Our study’s findings align with previous research that has investigated the benefits of robotic-assisted TKR in improving clinical and radiological outcomes [22, 23]. The advantages observed in terms of reduced pain, better functional outcomes, and enhanced radiological alignment further support the growing body of evidence in favor of robotic assistance in TKR procedures.
It is noteworthy that our study specifically focuses on the Eastern population, which may exhibit unique genetic and anatomical variations compared to Western populations. The positive outcomes observed in this demographic group emphasize the adaptability and efficacy of robotic-assisted TKR across diverse patient cohorts.
However, the adoption of robotic technology in TKR must also consider cost-effectiveness and resource availability, particularly in regions with diverse healthcare resources. While the benefits of robotic-assisted TKR are evident in our study, cost-effectiveness analyses should be conducted to assess the economic implications.
Our study has certain limitations. Firstly, it is a single-center study, and the results may benefit from validation in a multicenter setting to enhance generalizability. Additionally, the relatively short follow-up period of one year may not capture longer-term outcomes, such as implant wear or loosening. Further studies with extended follow-up are warranted to evaluate the durability of outcomes.
In conclusion, this comparative study provides valuable insights into the management of bilateral varus deformity knee OA within the Eastern population. Both conventional and robotic-assisted TKR approaches significantly improve clinical and radiological outcomes. However, robotic-assisted TKR demonstrates advantages in terms of reduced pain, better functional outcomes, and enhanced radiological alignment. These findings contribute to the growing body of evidence supporting the use of robotic technology in TKR, particularly in cases of complex deformities like bilateral varus knees.

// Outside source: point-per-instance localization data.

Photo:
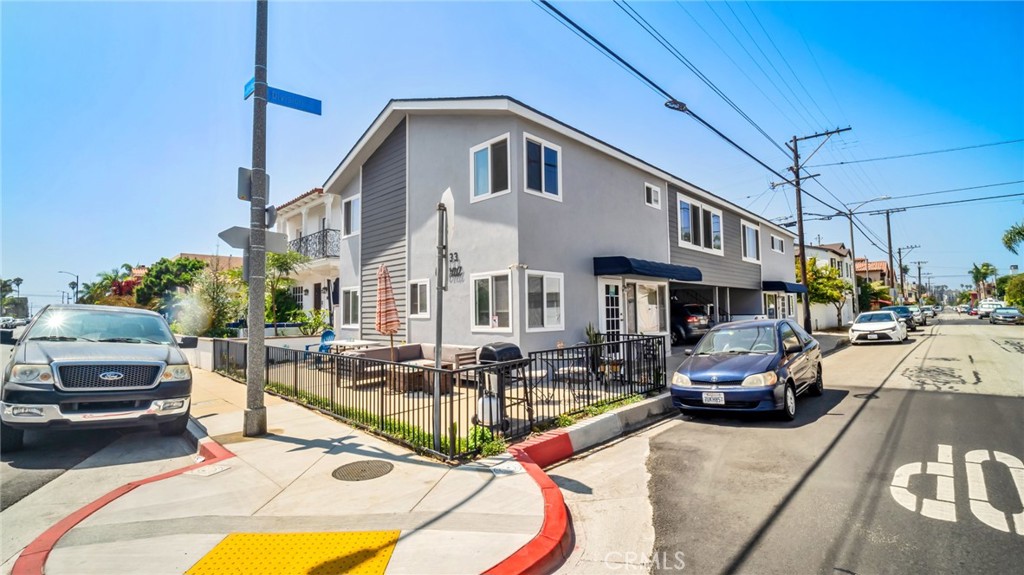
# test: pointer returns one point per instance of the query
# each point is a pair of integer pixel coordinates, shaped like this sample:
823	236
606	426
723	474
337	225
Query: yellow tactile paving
363	553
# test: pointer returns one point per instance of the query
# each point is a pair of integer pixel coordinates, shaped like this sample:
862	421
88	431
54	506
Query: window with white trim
350	216
752	241
350	307
492	302
489	169
419	299
543	174
652	195
545	301
699	226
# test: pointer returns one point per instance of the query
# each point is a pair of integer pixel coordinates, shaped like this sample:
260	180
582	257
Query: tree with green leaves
980	275
1014	237
825	285
280	267
164	276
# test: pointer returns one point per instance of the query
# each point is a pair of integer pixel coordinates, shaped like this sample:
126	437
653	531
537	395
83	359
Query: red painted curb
553	543
33	558
548	448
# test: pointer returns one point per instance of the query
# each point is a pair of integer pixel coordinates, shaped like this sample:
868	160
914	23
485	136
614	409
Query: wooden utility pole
793	145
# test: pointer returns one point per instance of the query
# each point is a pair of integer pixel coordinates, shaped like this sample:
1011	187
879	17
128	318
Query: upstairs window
489	167
652	195
350	216
699	226
543	171
752	245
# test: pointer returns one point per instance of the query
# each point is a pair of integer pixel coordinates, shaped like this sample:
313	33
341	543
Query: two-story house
836	256
314	223
551	229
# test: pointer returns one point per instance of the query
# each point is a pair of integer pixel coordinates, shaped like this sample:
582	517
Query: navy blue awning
783	286
621	265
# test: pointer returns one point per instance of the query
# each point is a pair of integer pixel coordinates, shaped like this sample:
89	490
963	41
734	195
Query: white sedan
873	326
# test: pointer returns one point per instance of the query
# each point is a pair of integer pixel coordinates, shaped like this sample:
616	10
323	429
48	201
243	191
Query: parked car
919	314
94	366
754	365
878	326
689	321
1006	315
905	314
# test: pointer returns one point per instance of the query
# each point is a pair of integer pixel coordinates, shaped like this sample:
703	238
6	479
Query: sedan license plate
713	398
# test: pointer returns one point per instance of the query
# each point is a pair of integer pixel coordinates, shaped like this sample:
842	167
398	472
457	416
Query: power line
918	153
944	204
650	30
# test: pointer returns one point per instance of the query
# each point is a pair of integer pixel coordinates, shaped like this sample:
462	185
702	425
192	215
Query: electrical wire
918	153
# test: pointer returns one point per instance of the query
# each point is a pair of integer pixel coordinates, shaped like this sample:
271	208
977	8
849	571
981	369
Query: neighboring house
873	271
836	256
314	223
550	229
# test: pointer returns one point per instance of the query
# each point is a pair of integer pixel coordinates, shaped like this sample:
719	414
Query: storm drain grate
361	471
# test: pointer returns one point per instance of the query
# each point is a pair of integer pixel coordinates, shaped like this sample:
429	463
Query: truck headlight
177	372
680	381
31	373
761	380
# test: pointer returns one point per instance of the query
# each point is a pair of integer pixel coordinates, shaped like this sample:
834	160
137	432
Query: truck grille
87	377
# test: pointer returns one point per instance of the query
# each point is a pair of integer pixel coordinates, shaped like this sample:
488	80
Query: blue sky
122	124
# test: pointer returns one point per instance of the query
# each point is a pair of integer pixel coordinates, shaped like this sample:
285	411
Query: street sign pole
255	413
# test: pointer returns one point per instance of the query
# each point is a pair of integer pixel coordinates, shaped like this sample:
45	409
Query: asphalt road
841	490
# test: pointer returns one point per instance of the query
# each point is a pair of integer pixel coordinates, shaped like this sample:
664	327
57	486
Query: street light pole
853	253
76	282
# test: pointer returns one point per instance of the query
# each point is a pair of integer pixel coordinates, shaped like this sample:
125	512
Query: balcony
324	244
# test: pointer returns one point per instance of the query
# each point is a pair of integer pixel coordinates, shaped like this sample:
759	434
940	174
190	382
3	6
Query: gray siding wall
383	236
482	233
728	270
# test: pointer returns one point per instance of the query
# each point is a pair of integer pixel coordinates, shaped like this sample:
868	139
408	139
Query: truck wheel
10	439
174	427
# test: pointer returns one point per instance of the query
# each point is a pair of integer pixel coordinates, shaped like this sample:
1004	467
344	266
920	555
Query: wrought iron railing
324	244
468	406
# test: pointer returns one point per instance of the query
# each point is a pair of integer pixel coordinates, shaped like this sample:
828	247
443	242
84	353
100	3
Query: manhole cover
361	471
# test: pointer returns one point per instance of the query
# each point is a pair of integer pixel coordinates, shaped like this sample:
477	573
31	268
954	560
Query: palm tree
1014	237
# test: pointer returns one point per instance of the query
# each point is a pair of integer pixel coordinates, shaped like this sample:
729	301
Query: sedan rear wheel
790	404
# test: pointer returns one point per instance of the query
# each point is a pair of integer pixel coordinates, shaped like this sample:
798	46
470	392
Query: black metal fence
469	406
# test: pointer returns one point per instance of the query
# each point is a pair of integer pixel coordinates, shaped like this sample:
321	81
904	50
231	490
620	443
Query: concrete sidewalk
256	501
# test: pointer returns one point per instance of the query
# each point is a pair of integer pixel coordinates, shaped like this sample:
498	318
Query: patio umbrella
386	320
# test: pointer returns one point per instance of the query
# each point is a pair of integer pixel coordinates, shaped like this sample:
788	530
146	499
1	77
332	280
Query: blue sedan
759	365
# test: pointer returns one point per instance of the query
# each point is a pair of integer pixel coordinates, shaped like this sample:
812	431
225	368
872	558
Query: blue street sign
288	99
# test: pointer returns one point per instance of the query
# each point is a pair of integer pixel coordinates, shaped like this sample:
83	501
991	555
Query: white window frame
680	198
545	275
655	193
426	300
356	216
526	136
344	306
472	303
781	244
507	136
743	225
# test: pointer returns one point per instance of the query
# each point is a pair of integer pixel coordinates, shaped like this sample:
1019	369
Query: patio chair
324	347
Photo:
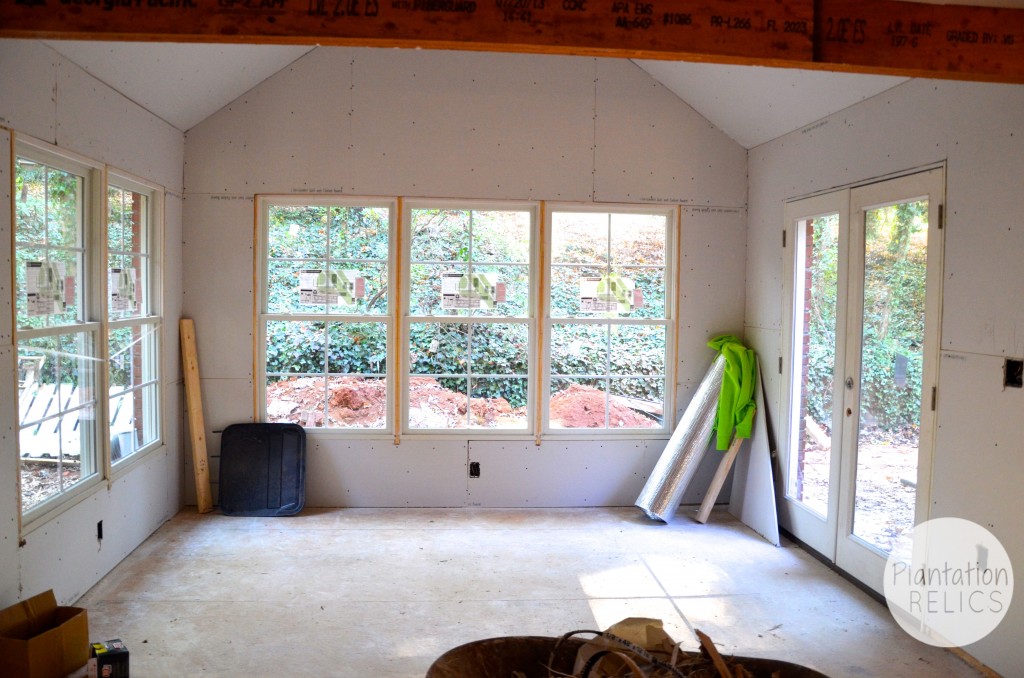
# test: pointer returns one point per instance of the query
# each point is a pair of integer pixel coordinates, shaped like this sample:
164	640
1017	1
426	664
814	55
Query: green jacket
735	401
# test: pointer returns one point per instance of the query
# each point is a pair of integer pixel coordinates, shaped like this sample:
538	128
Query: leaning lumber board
721	474
194	406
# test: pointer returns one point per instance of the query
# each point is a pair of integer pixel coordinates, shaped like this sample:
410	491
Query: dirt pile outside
358	403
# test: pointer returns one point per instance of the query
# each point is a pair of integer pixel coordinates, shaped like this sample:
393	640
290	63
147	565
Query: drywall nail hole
1013	374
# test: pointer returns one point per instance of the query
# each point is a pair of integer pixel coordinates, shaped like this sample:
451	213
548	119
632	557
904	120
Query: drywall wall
412	123
978	131
47	97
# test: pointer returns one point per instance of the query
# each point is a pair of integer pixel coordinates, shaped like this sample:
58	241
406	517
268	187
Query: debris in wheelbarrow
635	647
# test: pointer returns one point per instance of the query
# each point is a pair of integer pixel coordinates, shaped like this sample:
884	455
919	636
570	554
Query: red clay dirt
357	403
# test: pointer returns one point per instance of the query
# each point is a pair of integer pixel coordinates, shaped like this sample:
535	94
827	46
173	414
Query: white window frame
89	323
151	320
94	322
263	316
529	321
672	220
399	320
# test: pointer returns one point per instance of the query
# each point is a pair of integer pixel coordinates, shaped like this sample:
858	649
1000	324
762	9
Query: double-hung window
608	331
57	312
326	319
133	321
491	333
87	324
469	325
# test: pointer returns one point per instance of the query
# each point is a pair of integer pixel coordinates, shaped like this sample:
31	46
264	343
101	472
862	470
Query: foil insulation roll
675	469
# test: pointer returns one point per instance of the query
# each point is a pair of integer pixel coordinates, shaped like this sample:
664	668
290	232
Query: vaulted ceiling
185	83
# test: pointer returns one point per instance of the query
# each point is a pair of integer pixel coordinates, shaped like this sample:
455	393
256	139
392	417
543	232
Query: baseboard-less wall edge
975	664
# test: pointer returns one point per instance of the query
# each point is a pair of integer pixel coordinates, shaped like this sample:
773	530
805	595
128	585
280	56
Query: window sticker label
121	285
471	291
608	294
45	287
344	288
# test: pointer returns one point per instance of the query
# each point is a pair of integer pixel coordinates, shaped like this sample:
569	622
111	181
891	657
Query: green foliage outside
491	342
893	324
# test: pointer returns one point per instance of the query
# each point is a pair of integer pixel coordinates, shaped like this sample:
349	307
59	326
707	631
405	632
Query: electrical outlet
1013	374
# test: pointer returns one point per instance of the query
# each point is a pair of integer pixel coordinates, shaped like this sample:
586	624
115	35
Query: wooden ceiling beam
867	36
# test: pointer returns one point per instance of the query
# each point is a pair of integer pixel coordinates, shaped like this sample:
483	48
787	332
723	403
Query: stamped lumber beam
868	36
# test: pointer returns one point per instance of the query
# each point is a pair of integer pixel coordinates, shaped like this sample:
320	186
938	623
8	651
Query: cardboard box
40	639
109	660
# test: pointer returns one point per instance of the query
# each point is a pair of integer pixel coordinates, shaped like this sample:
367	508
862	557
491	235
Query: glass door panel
817	276
891	362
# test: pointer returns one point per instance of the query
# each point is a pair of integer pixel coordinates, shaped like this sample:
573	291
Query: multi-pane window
471	289
132	322
469	325
326	312
608	325
74	341
58	331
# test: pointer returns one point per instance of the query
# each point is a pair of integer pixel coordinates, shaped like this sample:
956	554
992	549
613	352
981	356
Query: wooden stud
721	474
194	406
867	36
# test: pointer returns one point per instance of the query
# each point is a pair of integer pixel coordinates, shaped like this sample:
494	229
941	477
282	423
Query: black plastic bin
262	469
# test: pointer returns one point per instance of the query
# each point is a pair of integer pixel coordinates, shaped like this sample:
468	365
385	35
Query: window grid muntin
553	319
329	315
479	316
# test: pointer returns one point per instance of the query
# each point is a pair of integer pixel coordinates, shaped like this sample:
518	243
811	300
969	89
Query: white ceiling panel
755	104
183	83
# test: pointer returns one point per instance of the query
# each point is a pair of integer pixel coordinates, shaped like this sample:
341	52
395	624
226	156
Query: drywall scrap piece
753	498
678	464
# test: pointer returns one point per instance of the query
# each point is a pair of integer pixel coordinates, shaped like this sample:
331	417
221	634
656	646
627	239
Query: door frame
815	531
832	537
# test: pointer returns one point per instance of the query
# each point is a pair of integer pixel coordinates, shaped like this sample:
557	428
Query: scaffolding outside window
74	340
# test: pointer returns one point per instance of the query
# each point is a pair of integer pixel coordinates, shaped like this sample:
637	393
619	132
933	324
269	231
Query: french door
863	281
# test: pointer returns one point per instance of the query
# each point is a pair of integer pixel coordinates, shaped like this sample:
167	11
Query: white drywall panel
9	558
28	79
978	474
65	554
172	266
559	473
764	253
472	125
346	472
103	125
712	280
6	292
985	230
290	133
174	440
651	146
218	277
768	344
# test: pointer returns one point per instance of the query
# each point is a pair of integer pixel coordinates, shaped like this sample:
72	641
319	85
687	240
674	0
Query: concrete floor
383	592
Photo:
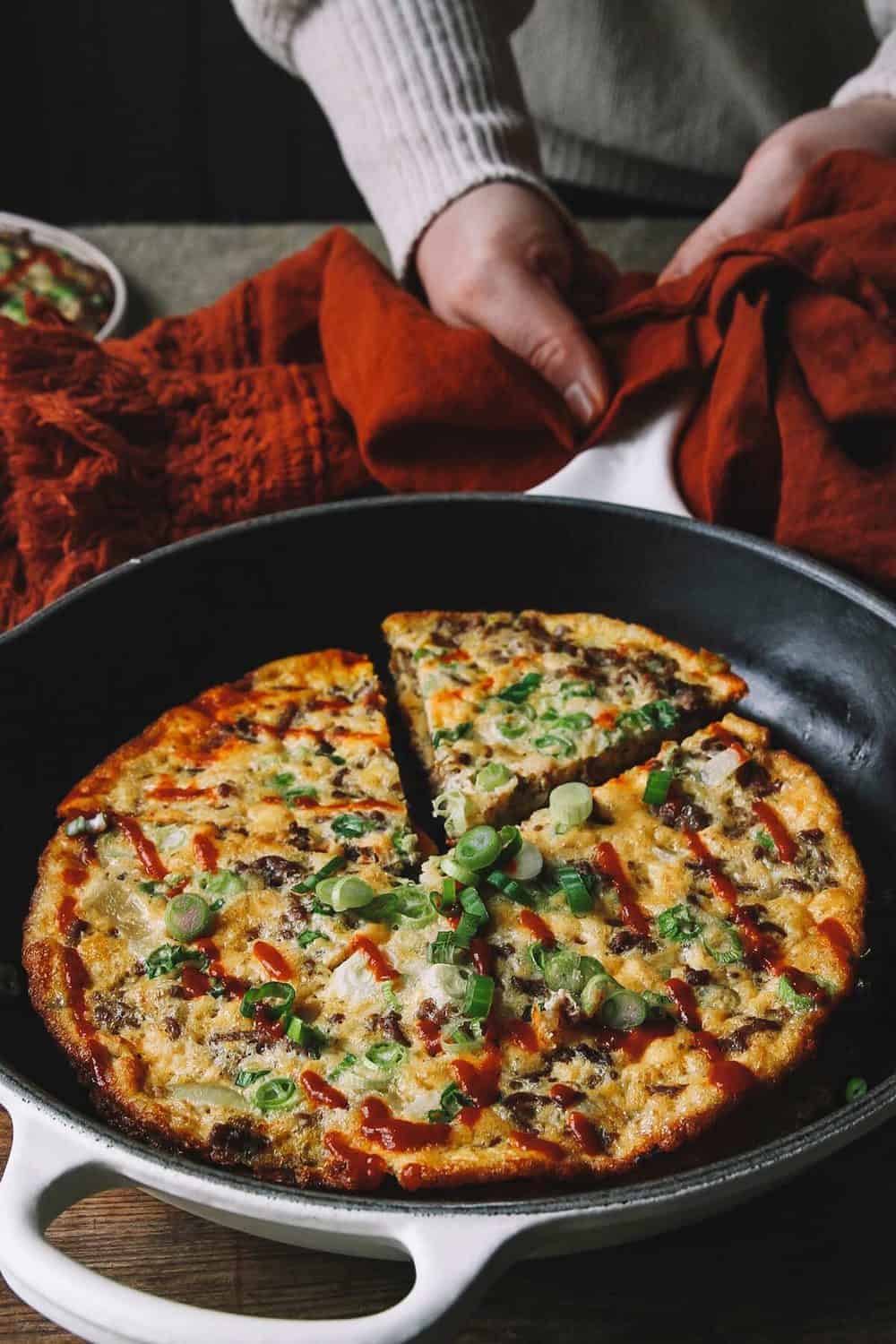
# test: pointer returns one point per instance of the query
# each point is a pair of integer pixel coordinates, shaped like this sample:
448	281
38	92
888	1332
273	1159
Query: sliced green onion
678	925
555	745
512	726
324	890
276	1094
594	994
346	1062
288	789
167	959
414	906
452	1102
478	849
351	894
187	917
479	991
445	949
508	887
466	929
723	943
511	840
225	883
586	690
311	935
536	956
492	776
458	871
449	892
571	804
327	871
384	909
579	900
657	788
277	995
311	1039
525	865
473	903
624	1011
793	1000
387	1055
469	1038
563	970
246	1077
521	690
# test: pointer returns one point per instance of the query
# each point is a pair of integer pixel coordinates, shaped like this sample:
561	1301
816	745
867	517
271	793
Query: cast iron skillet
93	669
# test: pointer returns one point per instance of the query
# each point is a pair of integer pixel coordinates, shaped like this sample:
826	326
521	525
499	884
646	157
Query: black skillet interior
820	656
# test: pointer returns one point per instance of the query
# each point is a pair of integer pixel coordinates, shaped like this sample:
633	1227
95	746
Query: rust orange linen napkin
320	378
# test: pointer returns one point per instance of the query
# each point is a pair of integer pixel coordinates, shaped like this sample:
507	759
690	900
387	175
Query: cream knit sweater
661	99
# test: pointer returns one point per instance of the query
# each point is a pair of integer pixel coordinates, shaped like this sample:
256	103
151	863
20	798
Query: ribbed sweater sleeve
879	78
424	97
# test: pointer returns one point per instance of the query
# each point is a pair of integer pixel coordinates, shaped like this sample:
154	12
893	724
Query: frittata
228	941
503	706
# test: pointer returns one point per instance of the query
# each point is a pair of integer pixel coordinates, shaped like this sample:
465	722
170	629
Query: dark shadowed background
159	109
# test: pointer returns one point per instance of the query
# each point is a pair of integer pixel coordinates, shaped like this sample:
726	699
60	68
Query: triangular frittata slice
504	706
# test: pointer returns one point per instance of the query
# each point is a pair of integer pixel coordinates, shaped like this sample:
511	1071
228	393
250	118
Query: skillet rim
841	1125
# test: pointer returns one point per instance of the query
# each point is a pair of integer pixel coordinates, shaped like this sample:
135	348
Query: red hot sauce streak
586	1133
400	1136
75	978
839	940
322	1091
762	951
481	953
144	849
363	1171
194	983
726	1074
610	865
430	1035
479	1082
538	927
206	852
785	843
273	961
376	960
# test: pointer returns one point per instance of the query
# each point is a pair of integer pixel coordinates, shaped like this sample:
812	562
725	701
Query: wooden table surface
810	1263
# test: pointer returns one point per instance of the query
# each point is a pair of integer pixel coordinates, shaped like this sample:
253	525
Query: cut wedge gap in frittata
504	706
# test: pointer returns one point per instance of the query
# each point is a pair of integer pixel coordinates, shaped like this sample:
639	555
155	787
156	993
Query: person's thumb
525	314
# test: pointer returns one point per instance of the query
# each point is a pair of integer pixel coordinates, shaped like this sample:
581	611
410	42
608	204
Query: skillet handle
454	1260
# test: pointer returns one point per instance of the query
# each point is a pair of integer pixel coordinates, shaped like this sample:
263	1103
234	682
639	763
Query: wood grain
810	1263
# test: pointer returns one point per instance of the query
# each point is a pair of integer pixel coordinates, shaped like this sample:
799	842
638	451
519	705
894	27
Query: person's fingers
527	314
759	201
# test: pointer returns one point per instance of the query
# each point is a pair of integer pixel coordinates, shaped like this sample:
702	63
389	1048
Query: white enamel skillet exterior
457	1245
58	1158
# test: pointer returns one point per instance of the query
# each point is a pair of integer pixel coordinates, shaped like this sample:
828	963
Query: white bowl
81	250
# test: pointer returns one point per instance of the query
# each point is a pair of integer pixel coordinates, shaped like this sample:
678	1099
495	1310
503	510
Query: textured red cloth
322	378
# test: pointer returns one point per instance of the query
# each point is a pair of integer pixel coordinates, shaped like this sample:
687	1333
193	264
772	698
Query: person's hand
501	258
774	172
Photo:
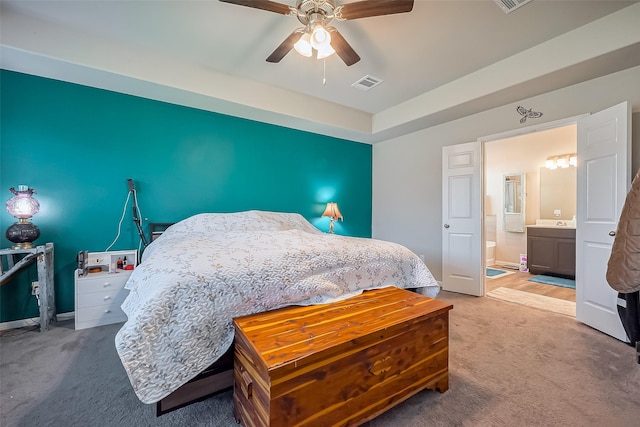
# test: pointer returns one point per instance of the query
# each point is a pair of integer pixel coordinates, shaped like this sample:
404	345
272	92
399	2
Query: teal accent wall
77	146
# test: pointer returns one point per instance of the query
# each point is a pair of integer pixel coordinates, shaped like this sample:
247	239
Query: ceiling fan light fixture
303	46
320	38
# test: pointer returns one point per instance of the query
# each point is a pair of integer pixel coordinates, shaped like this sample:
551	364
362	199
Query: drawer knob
381	366
246	385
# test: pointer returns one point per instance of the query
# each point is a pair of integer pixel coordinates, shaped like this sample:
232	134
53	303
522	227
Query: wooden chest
341	363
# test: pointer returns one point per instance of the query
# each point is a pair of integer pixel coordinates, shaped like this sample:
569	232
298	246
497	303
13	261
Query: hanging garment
623	269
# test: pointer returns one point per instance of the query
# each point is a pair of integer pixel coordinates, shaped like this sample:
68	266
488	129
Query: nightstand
100	294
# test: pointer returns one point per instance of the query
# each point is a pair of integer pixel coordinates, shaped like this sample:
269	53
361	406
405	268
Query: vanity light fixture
561	161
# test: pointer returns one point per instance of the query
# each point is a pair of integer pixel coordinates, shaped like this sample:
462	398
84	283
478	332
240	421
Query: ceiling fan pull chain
324	72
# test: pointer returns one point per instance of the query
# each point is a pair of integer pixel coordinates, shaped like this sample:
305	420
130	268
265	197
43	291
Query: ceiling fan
316	38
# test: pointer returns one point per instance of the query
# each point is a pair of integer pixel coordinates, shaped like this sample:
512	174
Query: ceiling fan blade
342	48
270	6
284	48
366	9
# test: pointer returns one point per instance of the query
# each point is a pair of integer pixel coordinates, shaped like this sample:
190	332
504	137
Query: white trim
531	129
34	321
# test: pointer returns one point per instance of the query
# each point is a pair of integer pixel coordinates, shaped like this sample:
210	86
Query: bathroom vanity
551	250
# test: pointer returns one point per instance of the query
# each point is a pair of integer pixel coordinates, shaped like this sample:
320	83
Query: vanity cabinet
552	251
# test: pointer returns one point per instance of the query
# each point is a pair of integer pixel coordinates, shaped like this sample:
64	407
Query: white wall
407	171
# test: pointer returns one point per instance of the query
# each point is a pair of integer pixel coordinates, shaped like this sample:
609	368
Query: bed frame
215	379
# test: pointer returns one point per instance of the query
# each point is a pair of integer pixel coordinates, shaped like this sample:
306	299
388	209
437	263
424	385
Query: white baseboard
513	265
33	321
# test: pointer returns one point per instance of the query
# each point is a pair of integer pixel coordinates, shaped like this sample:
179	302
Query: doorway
548	195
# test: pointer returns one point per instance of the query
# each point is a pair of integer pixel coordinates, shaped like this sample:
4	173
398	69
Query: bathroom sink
552	223
551	226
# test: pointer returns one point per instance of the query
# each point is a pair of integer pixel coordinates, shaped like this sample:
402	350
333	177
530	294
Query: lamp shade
332	211
22	205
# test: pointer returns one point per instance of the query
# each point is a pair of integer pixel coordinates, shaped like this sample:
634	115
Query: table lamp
333	213
22	206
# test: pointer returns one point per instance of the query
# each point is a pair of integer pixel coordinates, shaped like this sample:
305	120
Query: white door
462	246
603	182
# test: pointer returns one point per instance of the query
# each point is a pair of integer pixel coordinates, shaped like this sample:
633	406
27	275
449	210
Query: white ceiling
441	61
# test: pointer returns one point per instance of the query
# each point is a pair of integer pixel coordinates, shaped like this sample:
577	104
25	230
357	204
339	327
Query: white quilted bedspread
206	270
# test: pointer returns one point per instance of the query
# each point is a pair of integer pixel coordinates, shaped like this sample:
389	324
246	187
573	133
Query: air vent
367	82
508	6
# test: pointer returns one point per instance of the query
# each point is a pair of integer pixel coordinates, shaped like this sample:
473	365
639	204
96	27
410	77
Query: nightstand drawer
105	282
101	314
115	296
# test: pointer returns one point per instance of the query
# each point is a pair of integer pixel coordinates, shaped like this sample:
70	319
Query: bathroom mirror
514	198
558	189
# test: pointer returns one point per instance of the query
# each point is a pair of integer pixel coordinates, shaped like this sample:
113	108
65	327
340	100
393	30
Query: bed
206	270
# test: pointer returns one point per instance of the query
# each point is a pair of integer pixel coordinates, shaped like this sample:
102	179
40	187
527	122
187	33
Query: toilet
491	252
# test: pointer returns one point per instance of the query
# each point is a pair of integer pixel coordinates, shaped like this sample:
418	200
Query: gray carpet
510	365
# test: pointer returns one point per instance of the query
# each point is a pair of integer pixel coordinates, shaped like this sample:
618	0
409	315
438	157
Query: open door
604	165
462	245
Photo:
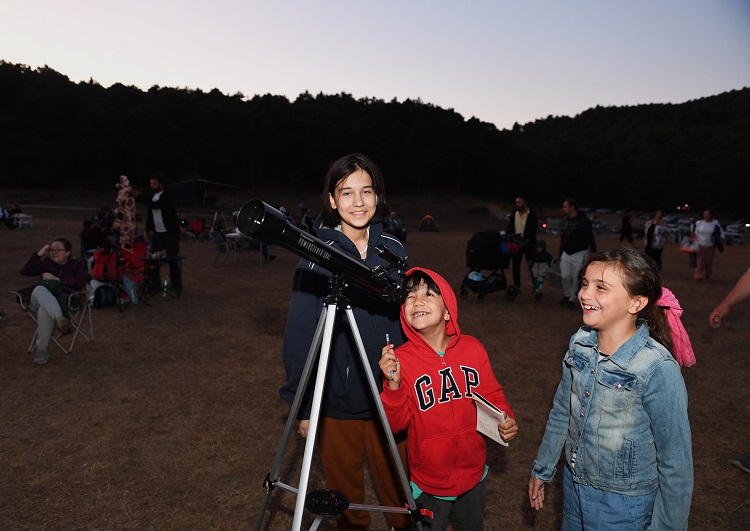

While our study showcases the benefits of robotic-assisted TKR, future research should delve into cost-effectiveness considerations and long-term outcomes. Surgeons and healthcare institutions must carefully weigh the advantages against the costs and resource availability to make informed decisions regarding the adoption of robotic technology in TKR procedures.
This study serves as a foundation for further investigations into the applicability of robotic-assisted TKR in diverse demographic populations, ultimately striving to enhance patient outcomes and quality of life in individuals suffering from knee OA.
This research paper received no external funding.
The authors declare no conflicts of interest.
All authors contributed equally to this paper. They have all read and approved the final version.
Informed consent was obtained from all participates in the study as needed.